The 3rd graph is irrelevant since CNR is being compared to itself.
fevd(var.1, n.ahead = 16)
## $cs
## cs epu CNR
## [1,] 1.0000000 0.0000000000 0.000000e+00
## [2,] 0.9997976 0.0001478543 5.451247e-05
## [3,] 0.9995115 0.0003648783 1.235719e-04
## [4,] 0.9992259 0.0005892430 1.848536e-04
## [5,] 0.9989700 0.0007967427 2.332436e-04
## [6,] 0.9987509 0.0009795881 2.695285e-04
## [7,] 0.9985670 0.0011369421 2.960663e-04
## [8,] 0.9984140 0.0012707033 3.152501e-04
## [9,] 0.9982873 0.0013836516 3.290567e-04
## [10,] 0.9981823 0.0014786610 3.389912e-04
## [11,] 0.9980955 0.0015583902 3.461558e-04
## [12,] 0.9980235 0.0016251846 3.513421e-04
## [13,] 0.9979638 0.0016810672 3.551137e-04
## [14,] 0.9979144 0.0017277639 3.578705e-04
## [15,] 0.9978734 0.0017667393 3.598963e-04
## [16,] 0.9978394 0.0017992324 3.613929e-04
##
## $epu
## cs epu CNR
## [1,] 0.1426629 0.8573371 0.000000000
## [2,] 0.1587004 0.8397784 0.001521264
## [3,] 0.1742164 0.8222125 0.003571109
## [4,] 0.1888546 0.8057224 0.005423030
## [5,] 0.2023709 0.7907804 0.006848679
## [6,] 0.2146225 0.7775287 0.007848743
## [7,] 0.2255539 0.7659413 0.008504816
## [8,] 0.2351778 0.7559116 0.008910616
## [9,] 0.2435562 0.7472978 0.009146003
## [10,] 0.2507822 0.7399469 0.009270958
## [11,] 0.2569660 0.7337066 0.009327411
## [12,] 0.2622239 0.7284328 0.009343302
## [13,] 0.2666705 0.7239930 0.009336569
## [14,] 0.2704141 0.7202675 0.009318358
## [15,] 0.2735541 0.7171505 0.009295356
## [16,] 0.2761796 0.7145490 0.009271406
##
## $CNR
## cs epu CNR
## [1,] 0.006491575 0.002645605 0.9908628
## [2,] 0.006770846 0.032922864 0.9603063
## [3,] 0.016289223 0.070770389 0.9129404
## [4,] 0.030733027 0.104474159 0.8647928
## [5,] 0.046790033 0.130146865 0.8230631
## [6,] 0.062562670 0.148082929 0.7893544
## [7,] 0.077141561 0.159937525 0.7629209
## [8,] 0.090172375 0.167440261 0.7423874
## [9,] 0.101585109 0.171988634 0.7264263
## [10,] 0.111447791 0.174600519 0.7139517
## [11,] 0.119890767 0.175978658 0.7041306
## [12,] 0.127067612 0.176592751 0.6963396
## [13,] 0.133134856 0.176749618 0.6901155
## [14,] 0.138241598 0.176645862 0.6851125
## [15,] 0.142524487 0.176405048 0.6810705
## [16,] 0.146105715 0.176103090 0.6777912
It appears that epu has a greater overall value than cs which indicates that its influence might be slightly stronger.

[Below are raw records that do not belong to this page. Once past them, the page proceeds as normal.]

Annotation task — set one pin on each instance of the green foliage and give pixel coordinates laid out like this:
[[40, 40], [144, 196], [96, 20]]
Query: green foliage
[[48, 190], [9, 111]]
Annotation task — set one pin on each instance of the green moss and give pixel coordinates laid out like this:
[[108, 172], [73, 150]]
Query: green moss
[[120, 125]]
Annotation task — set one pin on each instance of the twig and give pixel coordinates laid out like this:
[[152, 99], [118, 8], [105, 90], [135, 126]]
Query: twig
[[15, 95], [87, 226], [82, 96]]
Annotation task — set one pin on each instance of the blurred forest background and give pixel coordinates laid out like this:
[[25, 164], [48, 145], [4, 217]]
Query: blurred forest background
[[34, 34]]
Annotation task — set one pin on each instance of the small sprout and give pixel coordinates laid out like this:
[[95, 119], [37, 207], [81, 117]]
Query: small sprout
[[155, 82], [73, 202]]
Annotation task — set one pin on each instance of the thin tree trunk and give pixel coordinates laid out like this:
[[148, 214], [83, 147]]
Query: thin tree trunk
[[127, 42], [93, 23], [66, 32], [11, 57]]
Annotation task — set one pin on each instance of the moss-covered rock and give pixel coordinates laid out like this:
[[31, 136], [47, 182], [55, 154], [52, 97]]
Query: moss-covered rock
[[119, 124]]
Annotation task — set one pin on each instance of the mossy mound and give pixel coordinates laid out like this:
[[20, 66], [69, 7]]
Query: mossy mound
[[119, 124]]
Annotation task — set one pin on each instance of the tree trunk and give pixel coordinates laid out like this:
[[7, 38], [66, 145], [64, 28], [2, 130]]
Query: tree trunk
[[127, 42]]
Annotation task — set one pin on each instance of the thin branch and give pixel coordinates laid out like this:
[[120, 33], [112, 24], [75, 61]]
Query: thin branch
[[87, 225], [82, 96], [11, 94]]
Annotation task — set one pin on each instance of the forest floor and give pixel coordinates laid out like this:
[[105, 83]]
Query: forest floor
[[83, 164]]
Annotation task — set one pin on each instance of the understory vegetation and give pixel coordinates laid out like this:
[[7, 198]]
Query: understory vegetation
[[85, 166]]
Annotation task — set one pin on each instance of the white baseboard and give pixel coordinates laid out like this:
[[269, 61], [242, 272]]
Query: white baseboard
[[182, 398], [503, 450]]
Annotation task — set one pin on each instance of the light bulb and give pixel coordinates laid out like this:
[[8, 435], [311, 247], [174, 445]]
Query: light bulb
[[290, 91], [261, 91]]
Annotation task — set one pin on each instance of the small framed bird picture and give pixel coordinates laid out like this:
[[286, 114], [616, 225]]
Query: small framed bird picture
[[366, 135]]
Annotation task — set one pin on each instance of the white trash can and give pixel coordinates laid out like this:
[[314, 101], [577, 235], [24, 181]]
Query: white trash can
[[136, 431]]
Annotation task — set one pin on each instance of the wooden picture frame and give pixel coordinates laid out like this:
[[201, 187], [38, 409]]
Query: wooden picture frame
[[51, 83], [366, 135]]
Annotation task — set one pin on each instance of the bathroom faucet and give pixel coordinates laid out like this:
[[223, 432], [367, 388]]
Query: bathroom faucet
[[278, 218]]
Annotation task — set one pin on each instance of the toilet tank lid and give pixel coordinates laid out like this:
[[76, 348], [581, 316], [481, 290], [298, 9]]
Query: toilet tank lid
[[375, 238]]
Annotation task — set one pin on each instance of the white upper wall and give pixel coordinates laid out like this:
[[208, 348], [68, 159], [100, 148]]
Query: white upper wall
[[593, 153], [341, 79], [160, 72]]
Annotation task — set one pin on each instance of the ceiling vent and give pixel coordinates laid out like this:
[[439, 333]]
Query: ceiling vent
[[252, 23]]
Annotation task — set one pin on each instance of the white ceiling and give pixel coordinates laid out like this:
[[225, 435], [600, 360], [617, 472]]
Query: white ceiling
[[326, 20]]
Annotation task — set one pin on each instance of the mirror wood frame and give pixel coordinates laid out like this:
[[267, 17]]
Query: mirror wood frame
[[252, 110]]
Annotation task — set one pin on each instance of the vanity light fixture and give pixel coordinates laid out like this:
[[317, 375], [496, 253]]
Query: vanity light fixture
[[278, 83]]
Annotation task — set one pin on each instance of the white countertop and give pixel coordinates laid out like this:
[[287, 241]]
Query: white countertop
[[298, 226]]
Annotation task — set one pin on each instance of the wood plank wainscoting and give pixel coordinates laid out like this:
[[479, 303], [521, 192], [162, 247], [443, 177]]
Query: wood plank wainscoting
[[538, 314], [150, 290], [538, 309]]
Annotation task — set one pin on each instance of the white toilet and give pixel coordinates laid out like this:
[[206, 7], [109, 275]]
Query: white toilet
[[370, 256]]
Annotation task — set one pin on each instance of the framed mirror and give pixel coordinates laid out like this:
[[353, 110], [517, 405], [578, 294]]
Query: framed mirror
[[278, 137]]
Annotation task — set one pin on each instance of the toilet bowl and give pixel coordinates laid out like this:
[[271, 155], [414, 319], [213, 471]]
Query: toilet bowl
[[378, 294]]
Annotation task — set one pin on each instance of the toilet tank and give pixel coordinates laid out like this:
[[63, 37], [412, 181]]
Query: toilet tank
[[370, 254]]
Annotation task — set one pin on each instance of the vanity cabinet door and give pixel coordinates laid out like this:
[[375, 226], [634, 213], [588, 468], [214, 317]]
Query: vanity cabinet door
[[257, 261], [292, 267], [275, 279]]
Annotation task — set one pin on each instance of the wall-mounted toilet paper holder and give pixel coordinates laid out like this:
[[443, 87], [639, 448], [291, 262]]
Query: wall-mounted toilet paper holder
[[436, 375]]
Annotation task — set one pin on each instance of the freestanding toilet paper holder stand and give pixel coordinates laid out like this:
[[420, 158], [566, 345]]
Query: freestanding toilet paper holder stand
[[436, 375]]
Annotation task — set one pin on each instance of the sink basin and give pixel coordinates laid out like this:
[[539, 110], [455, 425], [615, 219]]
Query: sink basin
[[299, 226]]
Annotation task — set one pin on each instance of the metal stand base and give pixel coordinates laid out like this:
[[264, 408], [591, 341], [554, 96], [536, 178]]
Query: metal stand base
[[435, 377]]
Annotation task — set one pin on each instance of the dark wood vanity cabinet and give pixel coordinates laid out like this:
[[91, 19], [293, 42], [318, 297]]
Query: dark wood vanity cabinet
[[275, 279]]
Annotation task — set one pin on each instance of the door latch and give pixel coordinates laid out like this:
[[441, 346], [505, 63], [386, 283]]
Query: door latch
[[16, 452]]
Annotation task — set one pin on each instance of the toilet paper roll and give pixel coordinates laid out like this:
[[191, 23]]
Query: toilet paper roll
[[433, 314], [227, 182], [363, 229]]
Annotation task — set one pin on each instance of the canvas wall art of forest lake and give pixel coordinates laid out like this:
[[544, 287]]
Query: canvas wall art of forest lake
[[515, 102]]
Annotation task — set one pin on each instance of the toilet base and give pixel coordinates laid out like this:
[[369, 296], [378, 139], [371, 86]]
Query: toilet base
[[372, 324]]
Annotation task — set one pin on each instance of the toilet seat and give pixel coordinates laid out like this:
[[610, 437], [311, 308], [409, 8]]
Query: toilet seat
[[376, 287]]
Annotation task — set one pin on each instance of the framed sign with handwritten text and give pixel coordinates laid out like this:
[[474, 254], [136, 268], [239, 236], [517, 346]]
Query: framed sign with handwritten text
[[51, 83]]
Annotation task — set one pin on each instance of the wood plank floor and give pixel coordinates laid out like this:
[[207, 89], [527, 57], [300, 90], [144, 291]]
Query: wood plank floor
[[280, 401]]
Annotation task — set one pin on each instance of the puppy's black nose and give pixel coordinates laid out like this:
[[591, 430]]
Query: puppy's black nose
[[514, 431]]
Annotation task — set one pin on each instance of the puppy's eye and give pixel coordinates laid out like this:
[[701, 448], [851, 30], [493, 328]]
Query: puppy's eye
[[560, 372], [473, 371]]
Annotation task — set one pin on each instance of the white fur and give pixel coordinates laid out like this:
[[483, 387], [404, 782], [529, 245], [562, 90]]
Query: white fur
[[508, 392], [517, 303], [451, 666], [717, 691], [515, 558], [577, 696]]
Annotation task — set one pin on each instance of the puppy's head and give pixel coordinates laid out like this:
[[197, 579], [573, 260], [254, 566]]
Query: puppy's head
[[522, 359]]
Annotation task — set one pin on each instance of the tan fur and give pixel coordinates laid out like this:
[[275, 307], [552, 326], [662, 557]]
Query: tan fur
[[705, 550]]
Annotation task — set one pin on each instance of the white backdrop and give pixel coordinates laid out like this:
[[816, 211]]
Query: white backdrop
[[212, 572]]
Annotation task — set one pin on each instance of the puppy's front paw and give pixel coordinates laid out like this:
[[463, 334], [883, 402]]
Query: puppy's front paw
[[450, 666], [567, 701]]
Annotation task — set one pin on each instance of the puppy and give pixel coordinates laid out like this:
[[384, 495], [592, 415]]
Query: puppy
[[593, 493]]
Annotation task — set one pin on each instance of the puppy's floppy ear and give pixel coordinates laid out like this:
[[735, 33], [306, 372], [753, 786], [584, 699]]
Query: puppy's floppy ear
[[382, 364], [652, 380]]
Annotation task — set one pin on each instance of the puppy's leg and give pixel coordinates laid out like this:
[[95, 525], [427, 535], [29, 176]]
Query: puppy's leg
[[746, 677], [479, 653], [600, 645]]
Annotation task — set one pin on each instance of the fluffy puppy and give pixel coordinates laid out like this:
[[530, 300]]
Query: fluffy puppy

var.fc = forecast(var.1, h=5)
autoplot(var.fc) + xlab("year")
The forecast of CNR captures trend well as it forecasts an increasing trend in values. The forecast of cs shows that consumer sentiment will be stable in the future. However, epu forecasted a dip leading to 2020 and afterwards. This is expected due to the volatile nature of economic policy uncertainty.